America's largest bank, JP Morgan Chase, says the latest tariffs could end up costing the average American about $1,000 per year. Now that China has shifted to a consumption-driven economy with its own domestic demand chain, credit supply and fiscal policy will together have more of an impact on the health of the Chinese economy than the Sino-US trade war.

"It is of great importance right now to create the necessary conditions for the two sides to continue consultations", MOC spokesperson Gao Feng said at a press conference.

The US-China trade war that began a year ago is now entering a period of rapid escalation as China has made it clear that it will not yield under pressure of Trump's threats and demands that call for major structural changes in China's industry and economy.

The US said on Friday that it plans to add an additional 15% tariffs on $300bn in products coming in from China, as per information from the office of the US Trade Representative (USTR).

For two years, the Trump administration has sought to pressure China to make sweeping changes to its policies on intellectual property protection, forced transfers of technology to Chinese firms, industrial subsidies and market access.
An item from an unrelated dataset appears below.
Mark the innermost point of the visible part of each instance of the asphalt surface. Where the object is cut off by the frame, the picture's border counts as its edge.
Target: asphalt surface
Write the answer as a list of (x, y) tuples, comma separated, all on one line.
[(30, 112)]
But economic research shows the costs of the duties fall on United States businesses and consumers. "Unfortunately, he's done it the wrong way", AFL-CIO President Richard Trumka said on "Fox News Sunday".

According to a study by the Peterson Institute for International Economics, the average USA tariff on imports from China will climb to 21.2 percent on September 1 and 24.3 percent on December 15, compared to an average of only 3.1 percent less than two years ago, before the tariff escalation started.

The tariff hikes are part of China's Ministry of Finance's announcement made on August 23 on retaliatory tariffs on US$75 billion worth of United States (US) goods.

The trade war is also affecting the global economy adversely at the moment.

A study by J.P. Morgan found that Trump's tariffs will cost the average USA household $1,000 a year.

"The US should learn how to behave like a responsible global power and stop acting as a "school bully", the official Xinhua news agency said.

He said the latter approach requires a tougher stance and longer negotiations.